Apple redefiniendo su negocio
Apple transforma su modelo: de hardware a suscripciones
La empresa lanzó Apple Upgrade, que permite alquilar dispositivos por cuotas mensuales. La estrategia busca transformar ventas en servicios recurrentes. Klarna asume el financiamiento, mientras Apple controla la experiencia del usuario.
Apple Upgrade: un modelo híbrido de leasing
La empresa más valiosa del mundo presentó un nuevo servicio que rompe con su tradición de ventas directas. Apple Upgrade, disponible inicialmente en Estados Unidos, permite a los clientes alquilar iPhone, Mac, iPad o Apple Watch mediante cuotas mensuales. Al finalizar el plazo (12 a 36 meses según el dispositivo), los usuarios pueden devolver el equipo, cambiarlo por uno nuevo o pagar el saldo para quedárselo. Esta iniciativa no abandona el hardware, pero lo convierte en un producto de suscripción, algo que marca un giro en su estrategia.
El servicio combina elementos del leasing con el modelo de suscripción. Los clientes no pagan todo de una vez, sino que distribuyen el costo en meses, lo que hace más accesible la compra de dispositivos premium. Para Apple, esta opción permite mantener un control sobre la experiencia del usuario, mientras que el riesgo financiero y la gestión regulatoria recaen en Klarna, su socio en este proyecto.
Antecedentes: desde 2015 hasta 2023
Apple no es ajena a la idea de transformar sus productos en servicios recurrentes. En 2015 lanzó un programa de renovación anual para iPhone, pero el esfuerzo no logró cuajar. La iniciativa se quedó en un esquema de descuentos por renovación, sin llegar a convertirse en un servicio real. A mediados de 2021, la compañía comenzó a explorar un modelo más ambicioso: una suscripción de hardware que incluyera financiación y control total del proceso.

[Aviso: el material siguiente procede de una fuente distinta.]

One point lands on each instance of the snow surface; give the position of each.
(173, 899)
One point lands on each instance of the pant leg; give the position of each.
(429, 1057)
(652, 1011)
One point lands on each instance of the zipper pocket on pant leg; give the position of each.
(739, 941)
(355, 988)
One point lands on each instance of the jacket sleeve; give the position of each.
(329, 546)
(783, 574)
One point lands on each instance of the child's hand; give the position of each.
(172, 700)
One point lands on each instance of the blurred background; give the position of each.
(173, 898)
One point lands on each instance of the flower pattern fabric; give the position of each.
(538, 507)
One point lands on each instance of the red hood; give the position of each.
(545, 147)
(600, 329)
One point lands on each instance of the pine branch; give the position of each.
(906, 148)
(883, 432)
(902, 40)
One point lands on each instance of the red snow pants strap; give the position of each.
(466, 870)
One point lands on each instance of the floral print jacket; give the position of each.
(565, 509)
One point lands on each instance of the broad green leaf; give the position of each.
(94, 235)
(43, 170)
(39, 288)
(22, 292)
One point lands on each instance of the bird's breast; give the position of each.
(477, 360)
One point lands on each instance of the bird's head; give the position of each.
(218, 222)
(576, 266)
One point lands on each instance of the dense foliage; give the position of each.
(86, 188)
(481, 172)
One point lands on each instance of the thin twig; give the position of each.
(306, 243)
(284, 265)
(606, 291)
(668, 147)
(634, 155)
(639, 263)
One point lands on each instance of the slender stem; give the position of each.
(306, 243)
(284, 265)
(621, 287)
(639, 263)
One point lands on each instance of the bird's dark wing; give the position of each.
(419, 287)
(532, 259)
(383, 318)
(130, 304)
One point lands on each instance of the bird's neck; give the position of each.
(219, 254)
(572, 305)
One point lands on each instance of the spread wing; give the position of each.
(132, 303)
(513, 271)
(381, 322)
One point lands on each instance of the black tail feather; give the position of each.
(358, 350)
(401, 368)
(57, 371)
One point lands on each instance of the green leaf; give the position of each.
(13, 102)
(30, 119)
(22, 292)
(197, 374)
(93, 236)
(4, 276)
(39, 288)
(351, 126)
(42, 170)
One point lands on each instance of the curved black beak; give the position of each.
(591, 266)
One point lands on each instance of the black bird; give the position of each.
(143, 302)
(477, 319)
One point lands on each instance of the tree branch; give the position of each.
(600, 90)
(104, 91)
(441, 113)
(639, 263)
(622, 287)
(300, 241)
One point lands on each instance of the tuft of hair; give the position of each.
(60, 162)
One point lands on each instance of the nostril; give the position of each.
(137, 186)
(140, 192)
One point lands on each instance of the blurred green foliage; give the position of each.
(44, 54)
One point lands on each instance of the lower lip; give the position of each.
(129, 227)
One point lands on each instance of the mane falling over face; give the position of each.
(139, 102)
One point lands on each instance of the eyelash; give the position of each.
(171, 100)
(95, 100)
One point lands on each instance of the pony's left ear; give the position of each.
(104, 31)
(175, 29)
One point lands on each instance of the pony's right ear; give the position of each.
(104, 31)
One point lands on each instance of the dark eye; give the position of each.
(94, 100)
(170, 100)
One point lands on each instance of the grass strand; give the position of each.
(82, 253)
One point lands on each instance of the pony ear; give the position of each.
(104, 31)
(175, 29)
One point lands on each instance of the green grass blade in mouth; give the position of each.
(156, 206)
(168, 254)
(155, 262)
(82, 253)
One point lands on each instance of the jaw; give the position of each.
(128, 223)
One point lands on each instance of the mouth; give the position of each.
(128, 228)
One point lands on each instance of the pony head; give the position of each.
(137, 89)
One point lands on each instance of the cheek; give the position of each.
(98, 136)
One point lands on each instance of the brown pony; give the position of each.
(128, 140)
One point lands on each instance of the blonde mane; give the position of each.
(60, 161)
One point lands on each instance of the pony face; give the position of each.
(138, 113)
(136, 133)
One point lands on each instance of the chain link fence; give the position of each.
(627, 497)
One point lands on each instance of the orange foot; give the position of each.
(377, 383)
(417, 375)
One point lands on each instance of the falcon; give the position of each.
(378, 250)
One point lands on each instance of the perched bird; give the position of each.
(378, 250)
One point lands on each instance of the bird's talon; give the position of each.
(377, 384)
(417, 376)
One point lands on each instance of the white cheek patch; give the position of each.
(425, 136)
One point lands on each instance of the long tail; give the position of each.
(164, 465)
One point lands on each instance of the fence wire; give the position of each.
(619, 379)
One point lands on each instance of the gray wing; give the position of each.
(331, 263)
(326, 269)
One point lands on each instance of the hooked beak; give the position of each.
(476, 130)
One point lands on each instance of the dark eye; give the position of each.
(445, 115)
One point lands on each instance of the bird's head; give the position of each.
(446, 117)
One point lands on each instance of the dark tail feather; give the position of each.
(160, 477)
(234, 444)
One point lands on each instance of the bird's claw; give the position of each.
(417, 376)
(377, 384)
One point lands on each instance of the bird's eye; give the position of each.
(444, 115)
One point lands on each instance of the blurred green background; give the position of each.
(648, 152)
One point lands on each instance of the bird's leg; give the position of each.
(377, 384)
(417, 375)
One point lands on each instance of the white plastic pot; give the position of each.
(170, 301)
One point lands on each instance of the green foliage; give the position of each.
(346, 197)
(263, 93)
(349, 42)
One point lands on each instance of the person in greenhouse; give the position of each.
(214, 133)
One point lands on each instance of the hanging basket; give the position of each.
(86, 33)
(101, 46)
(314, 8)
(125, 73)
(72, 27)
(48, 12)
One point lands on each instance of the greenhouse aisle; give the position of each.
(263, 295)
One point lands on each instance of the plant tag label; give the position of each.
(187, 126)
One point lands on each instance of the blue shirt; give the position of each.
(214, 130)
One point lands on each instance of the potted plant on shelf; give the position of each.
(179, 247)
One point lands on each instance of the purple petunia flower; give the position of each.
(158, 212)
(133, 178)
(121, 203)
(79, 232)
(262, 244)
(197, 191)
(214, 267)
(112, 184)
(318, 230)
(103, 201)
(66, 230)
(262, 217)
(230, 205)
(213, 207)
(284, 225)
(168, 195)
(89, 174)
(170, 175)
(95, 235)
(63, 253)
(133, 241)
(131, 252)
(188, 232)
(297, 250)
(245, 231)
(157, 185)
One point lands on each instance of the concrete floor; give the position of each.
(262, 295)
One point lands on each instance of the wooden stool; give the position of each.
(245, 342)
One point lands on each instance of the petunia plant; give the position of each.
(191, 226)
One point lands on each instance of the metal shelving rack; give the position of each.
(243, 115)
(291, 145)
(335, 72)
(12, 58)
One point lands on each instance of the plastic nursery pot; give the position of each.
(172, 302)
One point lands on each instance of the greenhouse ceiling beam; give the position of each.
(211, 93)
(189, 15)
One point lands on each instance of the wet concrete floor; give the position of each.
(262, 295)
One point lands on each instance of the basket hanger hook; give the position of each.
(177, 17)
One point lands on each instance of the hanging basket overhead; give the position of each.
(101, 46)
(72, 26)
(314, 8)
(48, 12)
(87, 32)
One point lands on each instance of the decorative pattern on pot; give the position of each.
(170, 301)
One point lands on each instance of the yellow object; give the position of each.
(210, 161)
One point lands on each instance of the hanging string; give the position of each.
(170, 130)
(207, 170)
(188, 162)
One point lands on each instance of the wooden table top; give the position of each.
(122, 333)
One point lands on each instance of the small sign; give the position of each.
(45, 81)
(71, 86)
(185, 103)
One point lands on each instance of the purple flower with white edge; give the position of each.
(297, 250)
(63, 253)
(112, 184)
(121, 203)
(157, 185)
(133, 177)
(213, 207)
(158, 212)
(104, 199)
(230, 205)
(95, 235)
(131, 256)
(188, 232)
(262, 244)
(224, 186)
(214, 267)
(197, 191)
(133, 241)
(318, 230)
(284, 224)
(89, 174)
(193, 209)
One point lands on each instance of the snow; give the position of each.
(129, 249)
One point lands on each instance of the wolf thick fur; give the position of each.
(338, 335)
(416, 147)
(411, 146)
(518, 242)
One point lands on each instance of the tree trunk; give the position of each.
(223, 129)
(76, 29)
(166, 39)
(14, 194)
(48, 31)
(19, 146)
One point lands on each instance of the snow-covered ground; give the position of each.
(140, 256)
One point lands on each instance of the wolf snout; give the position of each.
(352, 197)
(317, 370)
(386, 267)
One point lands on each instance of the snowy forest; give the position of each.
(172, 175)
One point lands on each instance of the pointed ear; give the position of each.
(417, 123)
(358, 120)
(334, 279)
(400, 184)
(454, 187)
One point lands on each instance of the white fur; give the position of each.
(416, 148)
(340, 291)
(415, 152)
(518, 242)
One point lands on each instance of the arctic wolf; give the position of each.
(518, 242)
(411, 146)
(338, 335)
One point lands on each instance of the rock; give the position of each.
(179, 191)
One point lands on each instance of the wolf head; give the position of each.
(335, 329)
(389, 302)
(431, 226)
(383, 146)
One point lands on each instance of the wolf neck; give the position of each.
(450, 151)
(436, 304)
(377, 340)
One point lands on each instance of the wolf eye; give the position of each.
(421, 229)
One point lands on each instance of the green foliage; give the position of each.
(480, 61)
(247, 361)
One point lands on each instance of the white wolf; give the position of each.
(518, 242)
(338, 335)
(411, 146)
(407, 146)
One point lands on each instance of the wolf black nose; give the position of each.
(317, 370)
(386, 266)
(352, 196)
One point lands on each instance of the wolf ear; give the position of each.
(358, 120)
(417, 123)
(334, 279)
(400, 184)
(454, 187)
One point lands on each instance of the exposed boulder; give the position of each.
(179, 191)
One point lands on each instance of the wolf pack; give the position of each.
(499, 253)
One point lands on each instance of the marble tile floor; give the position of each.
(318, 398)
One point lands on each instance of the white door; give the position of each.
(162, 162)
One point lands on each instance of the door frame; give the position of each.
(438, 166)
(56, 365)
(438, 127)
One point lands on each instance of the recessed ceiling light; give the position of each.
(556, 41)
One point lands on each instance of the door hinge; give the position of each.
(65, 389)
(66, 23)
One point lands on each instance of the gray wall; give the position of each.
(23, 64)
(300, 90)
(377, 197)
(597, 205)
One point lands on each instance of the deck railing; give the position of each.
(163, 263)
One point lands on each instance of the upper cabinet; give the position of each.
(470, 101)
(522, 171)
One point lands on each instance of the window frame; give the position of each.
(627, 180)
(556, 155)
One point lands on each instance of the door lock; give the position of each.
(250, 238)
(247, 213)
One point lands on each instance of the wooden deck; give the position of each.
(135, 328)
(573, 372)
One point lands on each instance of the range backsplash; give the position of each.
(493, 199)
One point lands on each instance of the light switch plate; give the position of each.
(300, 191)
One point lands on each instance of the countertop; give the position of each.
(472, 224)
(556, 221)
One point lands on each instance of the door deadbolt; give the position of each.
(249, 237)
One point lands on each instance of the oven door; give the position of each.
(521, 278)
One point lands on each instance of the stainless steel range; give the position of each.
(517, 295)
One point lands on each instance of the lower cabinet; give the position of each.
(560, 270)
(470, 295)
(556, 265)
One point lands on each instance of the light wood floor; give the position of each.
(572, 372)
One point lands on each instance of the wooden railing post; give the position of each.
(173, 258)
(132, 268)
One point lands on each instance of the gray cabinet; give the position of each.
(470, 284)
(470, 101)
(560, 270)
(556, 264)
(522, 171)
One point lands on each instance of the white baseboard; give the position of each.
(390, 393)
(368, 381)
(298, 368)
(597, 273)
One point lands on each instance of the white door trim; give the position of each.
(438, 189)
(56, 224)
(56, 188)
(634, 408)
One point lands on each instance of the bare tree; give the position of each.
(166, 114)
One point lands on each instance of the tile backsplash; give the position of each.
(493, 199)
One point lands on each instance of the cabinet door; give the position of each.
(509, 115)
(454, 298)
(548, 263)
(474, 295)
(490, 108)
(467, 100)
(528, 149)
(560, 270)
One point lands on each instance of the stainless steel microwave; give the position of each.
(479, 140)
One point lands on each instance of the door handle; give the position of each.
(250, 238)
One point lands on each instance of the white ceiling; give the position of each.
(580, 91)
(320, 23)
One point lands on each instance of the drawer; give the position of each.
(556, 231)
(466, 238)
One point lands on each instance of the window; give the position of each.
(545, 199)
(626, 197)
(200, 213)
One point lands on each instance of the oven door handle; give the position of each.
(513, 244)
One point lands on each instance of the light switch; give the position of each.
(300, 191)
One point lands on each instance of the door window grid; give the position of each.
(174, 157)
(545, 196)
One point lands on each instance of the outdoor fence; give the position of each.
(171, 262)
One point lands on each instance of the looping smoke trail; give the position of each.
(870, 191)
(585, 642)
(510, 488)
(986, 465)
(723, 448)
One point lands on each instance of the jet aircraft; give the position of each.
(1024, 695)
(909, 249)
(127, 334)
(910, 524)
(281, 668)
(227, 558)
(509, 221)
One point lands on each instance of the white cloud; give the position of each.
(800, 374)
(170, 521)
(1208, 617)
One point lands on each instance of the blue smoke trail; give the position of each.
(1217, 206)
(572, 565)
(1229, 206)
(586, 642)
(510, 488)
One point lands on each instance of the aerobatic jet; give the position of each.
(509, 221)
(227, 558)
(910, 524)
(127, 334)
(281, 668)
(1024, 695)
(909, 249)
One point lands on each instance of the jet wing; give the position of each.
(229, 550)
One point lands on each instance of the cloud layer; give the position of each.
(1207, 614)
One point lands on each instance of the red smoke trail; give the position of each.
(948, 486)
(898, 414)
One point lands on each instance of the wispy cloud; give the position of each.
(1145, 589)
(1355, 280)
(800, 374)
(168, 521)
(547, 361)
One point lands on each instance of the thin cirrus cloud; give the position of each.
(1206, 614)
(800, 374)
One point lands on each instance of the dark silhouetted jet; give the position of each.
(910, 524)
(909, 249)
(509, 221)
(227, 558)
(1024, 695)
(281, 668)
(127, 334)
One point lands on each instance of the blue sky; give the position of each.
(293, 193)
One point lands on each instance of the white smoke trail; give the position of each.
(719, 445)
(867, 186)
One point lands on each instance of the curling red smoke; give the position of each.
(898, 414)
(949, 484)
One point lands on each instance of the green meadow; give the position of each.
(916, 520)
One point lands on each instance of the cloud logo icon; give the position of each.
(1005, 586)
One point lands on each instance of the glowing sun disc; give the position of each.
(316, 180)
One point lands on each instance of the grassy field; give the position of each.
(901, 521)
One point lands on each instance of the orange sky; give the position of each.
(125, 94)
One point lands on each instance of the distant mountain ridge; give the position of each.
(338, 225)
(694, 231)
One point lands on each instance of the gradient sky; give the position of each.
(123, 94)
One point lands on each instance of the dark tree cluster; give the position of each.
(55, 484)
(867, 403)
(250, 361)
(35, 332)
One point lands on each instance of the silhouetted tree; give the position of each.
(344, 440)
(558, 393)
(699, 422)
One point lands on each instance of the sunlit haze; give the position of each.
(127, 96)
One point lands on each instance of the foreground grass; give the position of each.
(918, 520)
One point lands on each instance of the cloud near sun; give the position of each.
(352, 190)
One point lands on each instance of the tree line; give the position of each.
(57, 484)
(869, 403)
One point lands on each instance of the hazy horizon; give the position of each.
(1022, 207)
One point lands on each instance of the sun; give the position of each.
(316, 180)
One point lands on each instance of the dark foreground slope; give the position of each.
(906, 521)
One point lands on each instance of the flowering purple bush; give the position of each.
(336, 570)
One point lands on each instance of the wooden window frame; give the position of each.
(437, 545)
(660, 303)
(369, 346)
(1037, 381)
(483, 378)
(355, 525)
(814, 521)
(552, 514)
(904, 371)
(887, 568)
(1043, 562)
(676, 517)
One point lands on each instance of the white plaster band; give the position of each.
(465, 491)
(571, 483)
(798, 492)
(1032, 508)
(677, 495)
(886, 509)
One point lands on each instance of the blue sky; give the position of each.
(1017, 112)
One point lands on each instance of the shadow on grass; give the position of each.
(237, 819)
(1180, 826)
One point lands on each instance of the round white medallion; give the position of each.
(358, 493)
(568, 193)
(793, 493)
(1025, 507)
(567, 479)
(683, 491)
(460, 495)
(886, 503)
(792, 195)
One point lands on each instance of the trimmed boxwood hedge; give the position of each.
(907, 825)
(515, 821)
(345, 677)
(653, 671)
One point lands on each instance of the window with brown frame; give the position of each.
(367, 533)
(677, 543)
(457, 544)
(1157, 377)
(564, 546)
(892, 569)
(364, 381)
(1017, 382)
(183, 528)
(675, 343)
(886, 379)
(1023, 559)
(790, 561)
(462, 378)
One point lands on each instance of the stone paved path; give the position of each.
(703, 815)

El proyecto, que se esperaba lanzar en 2023, enfrentó múltiples obstáculos. Las dificultades técnicas para integrar el sistema en sus canales de ventas, junto con la presión regulatoria por su ambición como fintech, llevaron a su cancelación. Apple también cerró su programa Apple Pay Later, que permitía comprar productos con pagos diferidos. Ahora, con Apple Upgrade, busca recuperar esa visión pero con un enfoque distinto.
Klarna como socio estratégico
La decisión de asociarse con Klarna, una empresa líder en financiación de consumidores, fue clave para lanzar Apple Upgrade. Esta alianza permite que Apple evite asumir riesgos financieros directamente, algo que la regulación en Estados Unidos ha complicado en el pasado. Klarna gestiona el crédito, el riesgo y la relación con los clientes, mientras Apple se enfoca en la experiencia y la renovación del servicio.
Este modelo es una apuesta por el futuro de los servicios recurrentes. Según datos de la industria, las suscripciones representan un crecimiento del 30% anual en los sectores de tecnología y entretenimiento. Para Apple, que ya tiene servicios como Apple Music o Apple TV+, la suscripción de hardware potencializa su presencia en el mercado. Sin embargo, el desafío es mantener el equilibrio entre el control de la marca y la delegación de gestión a terceros.
El impacto en el mercado de consumidores
Para los usuarios, Apple Upgrade agrega flexibilidad y reduce el costo inicial de los dispositivos. Pagar 34,99 dólares al mes por un iPhone en lugar de 1.199 dólares de contado puede hacer que una compra sea más viable, especialmente para quienes buscan evitar deudas. Sin embargo, también plantea dudas: ¿la suscripción implica un costo total mayor en el largo plazo? ¿Los clientes se sienten más ligados a un servicio que a un producto?
Aunque el modelo no es nuevo, su aplicación a hardware premium es una novedad. Los expertos destacan que Apple está aprovechando una tendencia global: convertir productos en servicios. La empresa ya ha logrado eso con sus servicios digitales, pero ahora lo aplica al hardware. La clave está en si los usuarios ven esta opción como una alternativa real o como un experimento que no terminará.
La decisión de Apple de transformar su modelo de ventas en suscripciones refleja una estrategia clara: maximizar ingresos recurrentes en un mercado donde los consumidores buscan opciones más flexibles. Con Apple Upgrade, la empresa no abandona el hardware, sino que lo integra en un ecosistema de servicios. Esta apuesta podría marcar un antes y un después en cómo las tecnologías se comercializan en el futuro.